Presently, biomarkers can help to exclude conditions other than functional GI disorders that have different treatments, like a parasitic infection or inflammatory bowel disease. These conditions are diagnosed based upon a physical finding. In the future we may come up with biomarkers that not only exclude other conditions, but help to define sub-groups within a particular functional GI disorder; shared features that underlie the symptoms. Using a biomarker to define sub-groups of patients would help to target treatment more effectively. For example, an individual having a set of symptoms where the focus needs to be on visceral hypersensitivity would receive a different treatment from one where the focus needs to be altered bacterial flora.

Future directions

From mechanisms at the gut level and the micro flora, to the spinal cord and brain our understanding of the functional disorders has grown tremendously over the past 5 years. On one end new techniques allow us to probe the living human brain to understand its structure, activity, and receptor systems. On the other end we are just beginning to view the universe of our gut micro flora its influence on bowel mucosal integrity and the cross-talk taking place between it and the brain.

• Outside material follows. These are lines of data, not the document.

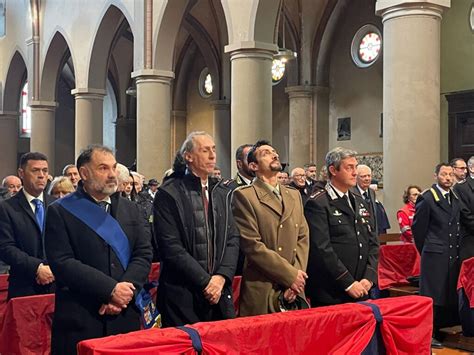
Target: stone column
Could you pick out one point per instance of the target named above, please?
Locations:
(301, 133)
(321, 124)
(251, 93)
(153, 121)
(43, 130)
(89, 117)
(178, 129)
(9, 132)
(411, 95)
(222, 136)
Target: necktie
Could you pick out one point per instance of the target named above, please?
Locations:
(448, 197)
(205, 201)
(367, 197)
(39, 212)
(104, 205)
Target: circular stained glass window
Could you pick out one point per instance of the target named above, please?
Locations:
(369, 47)
(366, 46)
(278, 70)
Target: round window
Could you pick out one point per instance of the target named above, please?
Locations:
(366, 46)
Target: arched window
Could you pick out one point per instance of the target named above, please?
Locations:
(25, 111)
(278, 70)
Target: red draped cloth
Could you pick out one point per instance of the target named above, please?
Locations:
(3, 296)
(396, 263)
(342, 329)
(26, 327)
(466, 280)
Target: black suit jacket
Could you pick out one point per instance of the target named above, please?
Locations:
(21, 245)
(343, 246)
(465, 191)
(436, 233)
(87, 270)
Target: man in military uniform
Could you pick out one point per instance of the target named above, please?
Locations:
(465, 191)
(436, 233)
(244, 175)
(274, 236)
(344, 249)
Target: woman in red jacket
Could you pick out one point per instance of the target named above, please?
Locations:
(406, 213)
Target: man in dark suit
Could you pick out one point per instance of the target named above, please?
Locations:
(21, 230)
(100, 254)
(465, 191)
(436, 233)
(344, 249)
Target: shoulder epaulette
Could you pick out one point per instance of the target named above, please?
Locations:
(317, 193)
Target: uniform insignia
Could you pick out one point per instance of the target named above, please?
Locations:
(317, 194)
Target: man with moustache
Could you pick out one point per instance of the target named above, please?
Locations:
(71, 172)
(13, 184)
(274, 236)
(22, 230)
(197, 238)
(344, 249)
(436, 232)
(101, 257)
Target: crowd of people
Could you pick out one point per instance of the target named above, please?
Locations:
(91, 234)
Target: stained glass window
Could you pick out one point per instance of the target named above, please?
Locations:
(369, 47)
(25, 113)
(278, 70)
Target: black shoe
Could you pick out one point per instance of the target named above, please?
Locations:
(436, 344)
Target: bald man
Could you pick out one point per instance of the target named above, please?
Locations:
(12, 183)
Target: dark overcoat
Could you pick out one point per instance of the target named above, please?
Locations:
(436, 230)
(343, 246)
(21, 245)
(87, 270)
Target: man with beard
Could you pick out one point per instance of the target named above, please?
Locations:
(244, 175)
(197, 238)
(436, 233)
(344, 249)
(71, 172)
(98, 250)
(13, 184)
(274, 236)
(22, 230)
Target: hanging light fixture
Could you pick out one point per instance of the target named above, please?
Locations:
(284, 54)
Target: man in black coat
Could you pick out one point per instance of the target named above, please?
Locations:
(465, 191)
(343, 253)
(101, 257)
(436, 233)
(22, 229)
(197, 238)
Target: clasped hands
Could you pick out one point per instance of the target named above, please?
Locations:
(296, 287)
(359, 288)
(213, 290)
(121, 296)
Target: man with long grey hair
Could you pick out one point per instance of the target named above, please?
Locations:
(197, 238)
(343, 253)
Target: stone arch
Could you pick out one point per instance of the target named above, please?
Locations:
(16, 77)
(165, 37)
(111, 25)
(56, 56)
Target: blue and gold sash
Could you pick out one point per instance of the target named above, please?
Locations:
(101, 222)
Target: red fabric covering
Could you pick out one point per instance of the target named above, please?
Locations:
(396, 263)
(26, 327)
(466, 279)
(3, 296)
(344, 329)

Growing understanding of how many systems within the body interact has implications for various disorders such as pain, irritable bowel syndrome, fibromyalgia, interstitial cystitis, gastroparesis, and others. Like a puzzle, many pieces are beginning to emerge.

While the tremendous progress in our understanding of the functional GI disorders over the last 5 years is providing exciting possibilities, it remains important to keep building upon it so that these research advances are translated into meaningful therapies for patients. Ironically, this momentum is threatened by dwindling financial support from traditional resources such as the National Institutes of Health (NIH) for young and established researchers. Regulatory agencies such as the FDA in the U.S. and those in Europe seem also to be struggling with understanding the needs and the appropriate risk/benefit ratio to apply to drug treatment for patients with functional GI disorders. These are issues that IFFGD is confronting and where every stakeholder – patient, clinician, and investigator alike – has an opportunity to step forward, to join with us and help make a difference.